Task Metrics (Dur/GC/Read/Write)
Min: 7s/1s/38MB/30MB
Med: 22s/9s/38MB/30MB
Max:1.8min/1.6min/38MB/30MB

On Mon, Sep 21, 2015 at 5:55 PM, Sandy Ryza <sandy.r...@cloudera.com> wrote:

> The warning your seeing in Spark is no issue.  The scratch space lives
> inside the heap, so it'll never result in YARN killing the container by
> itself.  The issue is that Spark is using some off-heap space on top of
> that.
>
> You'll need to bump the spark.yarn.executor.memoryOverhead property to
> give the executors some additional headroom above the heap space.
>
> -Sandy
>
> On Mon, Sep 21, 2015 at 5:43 PM, Saisai Shao <sai.sai.s...@gmail.com>
> wrote:
>
>> I think you need to increase the memory size of executor through command
>> arguments "--executor-memory", or configuration "spark.executor.memory".
>>
>> Also yarn.scheduler.maximum-allocation-mb in Yarn side if necessary.
>>
>> Thanks
>> Saisai
>>
>>
>> On Mon, Sep 21, 2015 at 5:13 PM, Alexander Pivovarov <
>> apivova...@gmail.com> wrote:
>>
>>> I noticed that some executors have issue with scratch space.
>>> I see the following in yarn app container stderr around the time when
>>> yarn killed the executor because it uses too much memory.
>>>
>>> -- App container stderr --
>>> 15/09/21 21:43:22 WARN storage.MemoryStore: Not enough space to cache
>>> rdd_6_346 in memory! (computed 3.0 GB so far)
>>> 15/09/21 21:43:22 INFO storage.MemoryStore: Memory use = 477.6 KB
>>> (blocks) + 24.4 GB (scratch space shared across 8 thread(s)) = 24.4 GB.
>>> Storage limit = 25.2 GB.
>>> 15/09/21 21:43:22 WARN spark.CacheManager: Persisting partition
>>> rdd_6_346 to disk instead.
>>> 15/09/21 21:43:22 WARN storage.MemoryStore: Not enough space to cache
>>> rdd_6_49 in memory! (computed 3.1 GB so far)
>>> 15/09/21 21:43:22 INFO storage.MemoryStore: Memory use = 477.6 KB
>>> (blocks) + 24.4 GB (scratch space shared across 8 thread(s)) = 24.4 GB.
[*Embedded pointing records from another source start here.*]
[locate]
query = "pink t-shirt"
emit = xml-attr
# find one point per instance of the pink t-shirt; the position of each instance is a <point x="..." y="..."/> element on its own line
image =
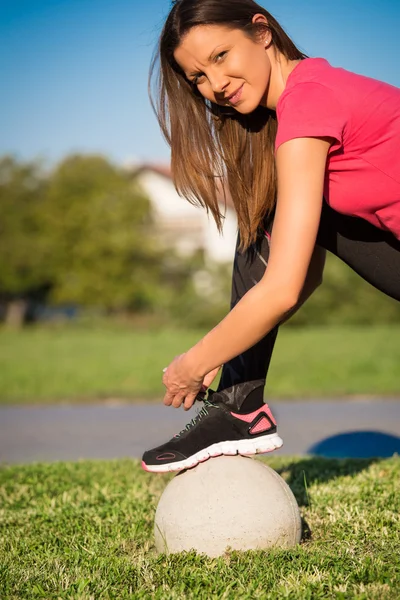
<point x="363" y="116"/>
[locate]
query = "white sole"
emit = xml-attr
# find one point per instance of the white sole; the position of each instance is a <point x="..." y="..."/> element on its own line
<point x="266" y="443"/>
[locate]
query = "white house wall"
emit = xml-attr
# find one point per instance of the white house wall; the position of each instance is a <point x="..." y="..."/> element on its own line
<point x="188" y="227"/>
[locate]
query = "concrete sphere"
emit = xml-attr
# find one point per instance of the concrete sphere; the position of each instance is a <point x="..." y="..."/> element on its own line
<point x="227" y="502"/>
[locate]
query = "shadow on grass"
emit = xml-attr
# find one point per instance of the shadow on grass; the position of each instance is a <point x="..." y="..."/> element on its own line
<point x="337" y="456"/>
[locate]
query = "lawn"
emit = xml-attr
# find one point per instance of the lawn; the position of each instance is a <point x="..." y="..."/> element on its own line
<point x="84" y="531"/>
<point x="76" y="364"/>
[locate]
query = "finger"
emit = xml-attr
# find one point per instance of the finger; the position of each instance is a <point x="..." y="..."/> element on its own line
<point x="177" y="401"/>
<point x="168" y="398"/>
<point x="189" y="401"/>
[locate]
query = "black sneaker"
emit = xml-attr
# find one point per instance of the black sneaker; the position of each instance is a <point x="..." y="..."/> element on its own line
<point x="215" y="430"/>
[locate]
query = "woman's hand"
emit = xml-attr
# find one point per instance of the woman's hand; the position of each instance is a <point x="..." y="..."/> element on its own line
<point x="183" y="383"/>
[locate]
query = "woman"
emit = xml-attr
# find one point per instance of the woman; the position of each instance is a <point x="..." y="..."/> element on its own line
<point x="311" y="157"/>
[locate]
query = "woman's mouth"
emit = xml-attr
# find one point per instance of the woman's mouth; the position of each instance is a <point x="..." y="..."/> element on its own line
<point x="234" y="99"/>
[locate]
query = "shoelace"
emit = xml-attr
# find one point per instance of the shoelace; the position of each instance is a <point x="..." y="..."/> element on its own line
<point x="202" y="413"/>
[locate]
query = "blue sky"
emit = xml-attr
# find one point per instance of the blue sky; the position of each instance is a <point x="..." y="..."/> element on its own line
<point x="74" y="72"/>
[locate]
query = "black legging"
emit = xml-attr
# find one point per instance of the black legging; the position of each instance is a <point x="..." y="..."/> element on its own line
<point x="374" y="254"/>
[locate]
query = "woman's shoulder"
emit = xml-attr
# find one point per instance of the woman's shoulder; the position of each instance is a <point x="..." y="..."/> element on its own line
<point x="320" y="71"/>
<point x="317" y="77"/>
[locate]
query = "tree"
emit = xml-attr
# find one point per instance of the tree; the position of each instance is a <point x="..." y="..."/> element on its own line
<point x="23" y="251"/>
<point x="98" y="220"/>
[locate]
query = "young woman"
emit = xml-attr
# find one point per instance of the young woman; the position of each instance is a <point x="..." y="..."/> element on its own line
<point x="311" y="156"/>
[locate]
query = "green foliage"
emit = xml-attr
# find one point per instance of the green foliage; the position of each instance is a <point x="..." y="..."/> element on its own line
<point x="83" y="234"/>
<point x="23" y="253"/>
<point x="85" y="530"/>
<point x="82" y="363"/>
<point x="345" y="298"/>
<point x="98" y="222"/>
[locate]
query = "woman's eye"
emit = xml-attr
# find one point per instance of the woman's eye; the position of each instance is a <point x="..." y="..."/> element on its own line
<point x="220" y="55"/>
<point x="196" y="79"/>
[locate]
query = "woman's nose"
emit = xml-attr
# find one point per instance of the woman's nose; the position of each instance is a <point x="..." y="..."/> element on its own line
<point x="219" y="84"/>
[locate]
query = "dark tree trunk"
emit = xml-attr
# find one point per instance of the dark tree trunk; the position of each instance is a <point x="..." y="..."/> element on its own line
<point x="16" y="313"/>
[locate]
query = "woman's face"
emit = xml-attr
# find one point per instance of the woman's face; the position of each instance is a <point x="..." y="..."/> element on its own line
<point x="227" y="66"/>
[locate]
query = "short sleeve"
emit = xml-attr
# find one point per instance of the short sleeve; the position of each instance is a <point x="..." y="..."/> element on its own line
<point x="309" y="110"/>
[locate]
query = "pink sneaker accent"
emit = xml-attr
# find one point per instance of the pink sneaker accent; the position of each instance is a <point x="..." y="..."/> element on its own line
<point x="166" y="456"/>
<point x="251" y="416"/>
<point x="262" y="425"/>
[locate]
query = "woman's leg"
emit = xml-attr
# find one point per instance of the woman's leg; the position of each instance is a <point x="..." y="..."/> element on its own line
<point x="372" y="253"/>
<point x="243" y="378"/>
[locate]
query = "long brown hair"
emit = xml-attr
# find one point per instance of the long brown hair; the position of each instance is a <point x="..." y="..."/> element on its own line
<point x="213" y="145"/>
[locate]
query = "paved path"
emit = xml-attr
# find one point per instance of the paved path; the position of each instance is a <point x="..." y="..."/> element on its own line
<point x="101" y="431"/>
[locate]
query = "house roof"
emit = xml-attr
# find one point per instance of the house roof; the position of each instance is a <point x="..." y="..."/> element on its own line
<point x="164" y="169"/>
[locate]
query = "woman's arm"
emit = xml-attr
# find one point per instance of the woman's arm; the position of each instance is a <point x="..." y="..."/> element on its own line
<point x="301" y="170"/>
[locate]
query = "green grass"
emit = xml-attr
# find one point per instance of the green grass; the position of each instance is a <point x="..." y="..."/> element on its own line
<point x="75" y="364"/>
<point x="84" y="531"/>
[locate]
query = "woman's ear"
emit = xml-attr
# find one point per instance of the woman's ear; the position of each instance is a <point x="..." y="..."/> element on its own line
<point x="266" y="37"/>
<point x="259" y="19"/>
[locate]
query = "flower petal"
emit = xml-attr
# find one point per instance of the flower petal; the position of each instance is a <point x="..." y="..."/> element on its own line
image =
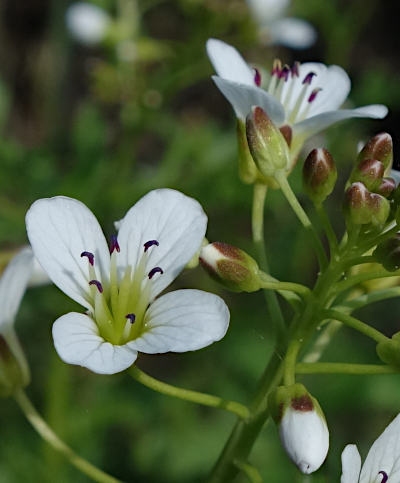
<point x="243" y="97"/>
<point x="351" y="464"/>
<point x="13" y="284"/>
<point x="176" y="221"/>
<point x="77" y="341"/>
<point x="292" y="32"/>
<point x="184" y="320"/>
<point x="59" y="230"/>
<point x="317" y="123"/>
<point x="384" y="455"/>
<point x="228" y="63"/>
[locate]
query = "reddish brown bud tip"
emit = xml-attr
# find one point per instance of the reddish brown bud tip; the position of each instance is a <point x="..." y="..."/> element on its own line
<point x="319" y="175"/>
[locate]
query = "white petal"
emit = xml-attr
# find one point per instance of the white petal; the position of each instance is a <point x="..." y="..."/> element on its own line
<point x="321" y="121"/>
<point x="59" y="230"/>
<point x="184" y="320"/>
<point x="77" y="341"/>
<point x="242" y="97"/>
<point x="351" y="464"/>
<point x="176" y="221"/>
<point x="87" y="23"/>
<point x="228" y="63"/>
<point x="384" y="455"/>
<point x="292" y="32"/>
<point x="13" y="285"/>
<point x="266" y="11"/>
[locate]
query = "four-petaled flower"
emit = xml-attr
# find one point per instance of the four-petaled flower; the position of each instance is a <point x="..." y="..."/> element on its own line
<point x="118" y="285"/>
<point x="305" y="97"/>
<point x="382" y="464"/>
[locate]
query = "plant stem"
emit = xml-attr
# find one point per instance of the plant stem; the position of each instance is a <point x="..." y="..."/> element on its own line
<point x="302" y="216"/>
<point x="187" y="395"/>
<point x="344" y="368"/>
<point x="355" y="324"/>
<point x="257" y="222"/>
<point x="48" y="435"/>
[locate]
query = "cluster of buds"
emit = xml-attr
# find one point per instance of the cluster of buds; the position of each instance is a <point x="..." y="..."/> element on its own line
<point x="263" y="148"/>
<point x="367" y="199"/>
<point x="302" y="426"/>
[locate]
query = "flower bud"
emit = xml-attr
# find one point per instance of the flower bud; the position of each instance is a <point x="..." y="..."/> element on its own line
<point x="363" y="207"/>
<point x="369" y="172"/>
<point x="14" y="371"/>
<point x="267" y="144"/>
<point x="302" y="426"/>
<point x="388" y="253"/>
<point x="380" y="147"/>
<point x="231" y="266"/>
<point x="319" y="175"/>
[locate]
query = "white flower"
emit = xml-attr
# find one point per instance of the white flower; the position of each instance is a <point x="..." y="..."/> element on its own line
<point x="87" y="23"/>
<point x="156" y="239"/>
<point x="14" y="369"/>
<point x="382" y="464"/>
<point x="306" y="97"/>
<point x="276" y="28"/>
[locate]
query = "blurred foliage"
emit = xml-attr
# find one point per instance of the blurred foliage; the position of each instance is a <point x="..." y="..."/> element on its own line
<point x="88" y="123"/>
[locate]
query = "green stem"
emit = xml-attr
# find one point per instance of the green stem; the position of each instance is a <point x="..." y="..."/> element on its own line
<point x="187" y="395"/>
<point x="257" y="222"/>
<point x="250" y="471"/>
<point x="48" y="435"/>
<point x="330" y="234"/>
<point x="344" y="368"/>
<point x="354" y="324"/>
<point x="302" y="216"/>
<point x="363" y="277"/>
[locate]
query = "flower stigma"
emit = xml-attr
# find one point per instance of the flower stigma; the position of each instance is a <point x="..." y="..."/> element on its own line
<point x="120" y="303"/>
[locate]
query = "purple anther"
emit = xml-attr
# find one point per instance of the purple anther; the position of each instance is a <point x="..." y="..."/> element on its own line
<point x="114" y="244"/>
<point x="149" y="244"/>
<point x="295" y="69"/>
<point x="98" y="285"/>
<point x="313" y="94"/>
<point x="257" y="77"/>
<point x="90" y="257"/>
<point x="276" y="68"/>
<point x="155" y="270"/>
<point x="308" y="78"/>
<point x="385" y="476"/>
<point x="131" y="317"/>
<point x="284" y="73"/>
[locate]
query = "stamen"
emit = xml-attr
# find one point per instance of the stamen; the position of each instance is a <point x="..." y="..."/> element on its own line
<point x="385" y="476"/>
<point x="257" y="77"/>
<point x="155" y="270"/>
<point x="149" y="244"/>
<point x="114" y="244"/>
<point x="295" y="69"/>
<point x="131" y="318"/>
<point x="308" y="78"/>
<point x="98" y="285"/>
<point x="90" y="257"/>
<point x="313" y="94"/>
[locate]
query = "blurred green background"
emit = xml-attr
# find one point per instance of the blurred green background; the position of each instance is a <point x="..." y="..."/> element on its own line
<point x="105" y="123"/>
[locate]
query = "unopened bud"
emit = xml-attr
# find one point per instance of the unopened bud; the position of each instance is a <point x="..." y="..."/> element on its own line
<point x="302" y="426"/>
<point x="387" y="187"/>
<point x="388" y="253"/>
<point x="363" y="207"/>
<point x="319" y="175"/>
<point x="231" y="266"/>
<point x="14" y="371"/>
<point x="267" y="145"/>
<point x="369" y="172"/>
<point x="380" y="147"/>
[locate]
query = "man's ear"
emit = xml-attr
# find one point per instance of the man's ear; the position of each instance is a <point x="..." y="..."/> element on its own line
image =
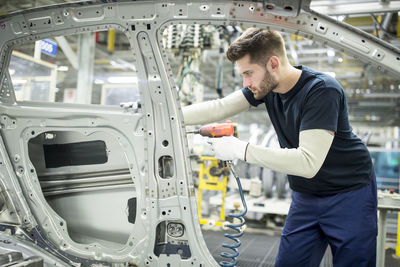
<point x="273" y="63"/>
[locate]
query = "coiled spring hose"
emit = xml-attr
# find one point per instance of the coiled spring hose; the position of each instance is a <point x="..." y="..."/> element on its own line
<point x="235" y="237"/>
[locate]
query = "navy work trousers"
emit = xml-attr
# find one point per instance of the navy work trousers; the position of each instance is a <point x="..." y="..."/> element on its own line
<point x="346" y="221"/>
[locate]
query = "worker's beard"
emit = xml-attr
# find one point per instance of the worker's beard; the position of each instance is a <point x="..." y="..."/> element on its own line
<point x="267" y="85"/>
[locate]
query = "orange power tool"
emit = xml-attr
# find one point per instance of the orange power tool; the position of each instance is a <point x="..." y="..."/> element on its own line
<point x="216" y="130"/>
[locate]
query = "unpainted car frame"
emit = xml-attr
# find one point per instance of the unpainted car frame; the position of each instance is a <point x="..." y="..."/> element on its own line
<point x="133" y="201"/>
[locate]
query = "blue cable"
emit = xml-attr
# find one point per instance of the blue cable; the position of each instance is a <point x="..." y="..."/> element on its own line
<point x="236" y="227"/>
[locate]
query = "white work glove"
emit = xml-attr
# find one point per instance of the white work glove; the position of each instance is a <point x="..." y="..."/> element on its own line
<point x="228" y="148"/>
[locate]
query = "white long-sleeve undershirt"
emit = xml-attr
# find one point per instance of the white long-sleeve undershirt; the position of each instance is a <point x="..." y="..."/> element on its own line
<point x="304" y="161"/>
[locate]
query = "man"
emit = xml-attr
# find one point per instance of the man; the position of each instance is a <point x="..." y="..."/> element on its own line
<point x="329" y="169"/>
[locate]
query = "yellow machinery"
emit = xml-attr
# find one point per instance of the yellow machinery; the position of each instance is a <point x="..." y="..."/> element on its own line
<point x="398" y="215"/>
<point x="214" y="177"/>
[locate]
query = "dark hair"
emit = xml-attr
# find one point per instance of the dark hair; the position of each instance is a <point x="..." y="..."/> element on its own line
<point x="259" y="44"/>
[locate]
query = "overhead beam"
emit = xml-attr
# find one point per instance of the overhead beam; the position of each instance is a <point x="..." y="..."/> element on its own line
<point x="357" y="8"/>
<point x="68" y="52"/>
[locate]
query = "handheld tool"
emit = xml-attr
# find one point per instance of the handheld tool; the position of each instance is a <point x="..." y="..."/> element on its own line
<point x="219" y="130"/>
<point x="216" y="130"/>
>>> Storage limit = 25.2 GB.
>>> 15/09/21 21:43:22 WARN spark.CacheManager: Persisting partition rdd_6_49
>>> to disk instead.
>>>
>>> -- Yarn Nodemanager log --
>>> 2015-09-21 21:44:05,716 WARN
>>> org.apache.hadoop.yarn.server.nodemanager.containermanager.monitor.ContainersMonitorImpl
>>> (Container Monitor): Container
>>> [pid=5114,containerID=container_1442869100946_0001_01_0
>>> 00056] is running beyond physical memory limits. Current usage: 52.2 GB
>>> of 52 GB physical memory used; 53.0 GB of 260 GB virtual memory used.
>>> Killing container.
>>> Dump of the process-tree for container_1442869100946_0001_01_000056 :
>>>         |- PID PPID PGRPID SESSID CMD_NAME USER_MODE_TIME(MILLIS)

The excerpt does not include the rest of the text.